O Goldman Sachs anunciou sua cobertura das ações da Auren (AURE3) com recomendação de compra e preço-alvo de R$ 13,50, enquanto para a Engie Brasil (EGIE3) a recomendação foi de venda, com preço-alvo de R$ 38. No mercado, AURE3 apresentava alta de 4,34%, sendo cotada a R$ 10,58, enquanto EGIE3 tinha uma valorização de 0,75%, chegando a R$ 40,45.
A instituição financeira também reiterou a Eletrobras (ELET3) como sua escolha principal dentre as geradoras de energia, ao lado de outras empresas do setor, como Copel (CPLE6), Equatorial (EQTL3) e Sabesp (SBSP3).
O relatório do Goldman Sachs sugere que os valores da energia devem se manter em R$ 220 por Megawatts-hora (MWh) entre 2026 e 2028, passando a R$ 200 MWh a partir desse período, em termos reais. Esses números representam um valor 9% superior à média futura dos próximos cinco anos, porém ainda entre 20% e 50% abaixo dos preços praticados na Europa e nos Estados Unidos.
Segundo o Goldman Sachs, a Auren oferece uma exposição interessante aos preços de energia a longo prazo, com boa parte de sua geração de curto prazo já contratada. Estima-se um retorno real sobre o capital de 14,3%, com perspectiva de valorização significativa.
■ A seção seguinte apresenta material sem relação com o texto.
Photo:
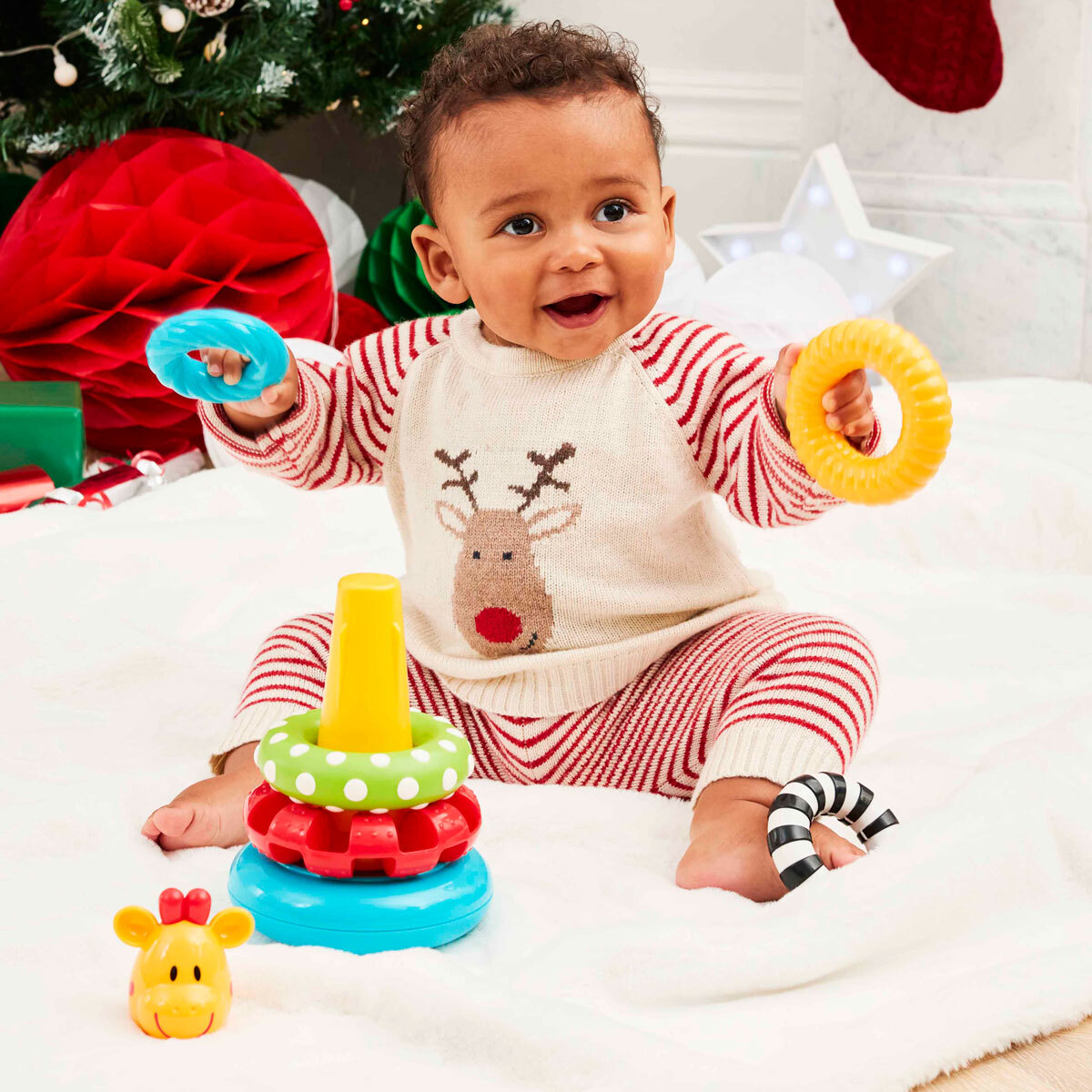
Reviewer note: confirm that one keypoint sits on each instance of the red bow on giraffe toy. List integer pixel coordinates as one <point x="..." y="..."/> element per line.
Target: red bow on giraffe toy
<point x="194" y="907"/>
No entanto, a alavancagem de cerca de 5 vezes dívida líquida/EBITDA pode limitar os dividendos a curto prazo.
Para a Engie, a recomendação de venda se baseia em uma avaliação considerada esticada, com um retorno real estimado em 7,9%. O banco destaca que anos de investimentos robustos em projetos de energia renovável limitam o potencial de aumento de dividendos em 2026. No entanto, preços de energia acima das projeções atuais ainda podem representar oportunidades de valorização.
A Eletrobras recebeu reforço como a opção mais atraente entre as geradoras de energia. Com uma carteira de geração menos contratada, a empresa tem potencial para capturar ganhos com preços mais altos, resultando em um retorno estimado em 13,8%. Há também a possibilidade de aumento do dividend yield para dois dígitos nos próximos anos. Porém, o banco ressalta que a ação já teve uma alta significativa no ano e parte do otimismo quanto aos preços de energia já foi precificado.
O panorama traçado pelo Goldman Sachs para o setor de energia destaca oportunidades e desafios para as empresas analisadas. Enquanto Auren (AURE3) é vista como uma aposta para o longo prazo, Engie (EGIE3) enfrenta uma recomendação de venda devido à sua avaliação esticada. Já a Eletrobras (ELET3) surge como a opção mais atrativa, embora já tenha acumulado uma alta expressiva no ano. É importante observar como essas recomendações e previsões se desdobrarão no mercado nos próximos meses.